This is a masked language model that was trained on IMDB dataset using a finetuned DistilBERT model.

Note:

I published a tutorial explaining how transformers work and how to train a masked language model using transformer. https://olafenwaayoola.medium.com/the-concept-of-transformers-and-training-a-transformers-model-45a09ae7fb50

Rest API Code for Testing the Masked Language Model

Inference API python code for testing the masked language model.

import requests

API_URL = "https://api-inference.huggingface.co/models/ayoolaolafenwa/Masked-Language-Model"
headers = {"Authorization": "Bearer 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"}

def query(payload):
    response = requests.post(API_URL, headers=headers, json=payload)
    return response.json()
    
output = query({
    "inputs": "Washington DC is the [MASK] of USA.",
})
print(output[0]["sequence"])

Output

washington dc is the capital of usa.

It produces the correct output, washington dc is the capital of usa.

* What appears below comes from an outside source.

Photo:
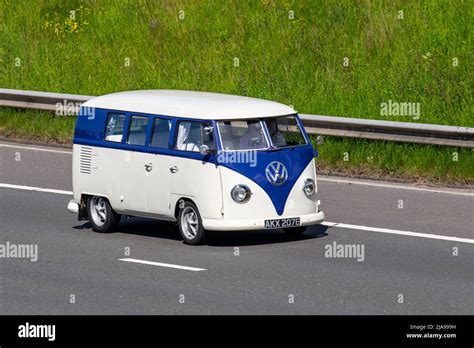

Load the Masked Language Model with Transformers

You can easily load the Language model with transformers using this code.

from transformers import AutoTokenizer, AutoModelForMaskedLM
import torch

tokenizer = AutoTokenizer.from_pretrained("ayoolaolafenwa/Masked-Language-Model")

model = AutoModelForMaskedLM.from_pretrained("ayoolaolafenwa/Masked-Language-Model") 

inputs = tokenizer("The internet [MASK] amazing.", return_tensors="pt")


with torch.no_grad():
    logits = model(**inputs).logits

# retrieve index of [MASK]
mask_token_index = (inputs.input_ids == tokenizer.mask_token_id)[0].nonzero(as_tuple=True)[0]

predicted_token_id = logits[0, mask_token_index].argmax(axis=-1)
output = tokenizer.decode(predicted_token_id)
print(output)

Output

is

It prints out the predicted masked word is.